Juneteenth, Inc. is an organization that recognizes the power of community, and how the history of emancipation connects members of the Black community together in unprecedented ways. As Ruthnie Angrand explained, “While Juneteenth has become the most prominent Emancipation Day holiday in the US, it commemorates the physical realization of freedom and not the legal application of it,” she said. “It doesn’t mark the signing of the 1863 Emancipation Proclamation, which technically freed slaves in the rebelling Confederate states, nor does it commemorate the December 1865 ratification of the 13th Amendment, which enshrined the end of slavery into the Constitution.”
“Instead, it marks the moment when emancipation finally reached those in the deepest parts of the former Confederacy.”
Angrand and the organization. wanted to commemorate the holiday, while also serving the Black community through dialogue and experiential connection. Juneteenth, Inc. connected with local Black business owners and creators to have the opportunity to meet and share with one another, while also highlighting a drumming workshop, cultural dinner, and a Miss Juneteenth pageant.

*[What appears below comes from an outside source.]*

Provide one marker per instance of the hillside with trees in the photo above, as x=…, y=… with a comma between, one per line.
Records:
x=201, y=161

In addition, the cultural programming at the festival was designed specifically to engage individuals from diverse backgrounds and present a holistic understanding of the Black experience.
When asked what Black Equity and Excellence meant to her, she had this to say: “[It] means that our organization has an obligation and responsibility to serve the Black community in a way that sets a precedent for all service providers,” she said. “It reminds us that at our best, Black Excellence is centering Black people and seeing them as humans with limitless capabilities as we see others.”
While Juneteenth is a celebration, it is also a way for the community to reckon with the senseless acts of violence that continue to be perpetrated against the Black community. As Angrand explains, “In Juneteenth, there is evidence and a lesson in the need for applied freedom to supersede both policies and sentiments around equity. It’s a lesson that is medicinal to our world post-COVID and George Floyd.”
The Juneteenth parade also featured numerous participants, including a drum line, dance team, and historically Black sororities. The Central New York Community Foundation was in attendance, and we used the platform to promote our Black Equity and Excellence Fund. Juneteenth Inc. received $2,500 from this very fund, and the proceeds were used to bring people together with connection, understanding, and pride.
Juneteenth Inc. created a phenomenal gathering for for the Black community of Central New York and we are proud to have assisted them in their work.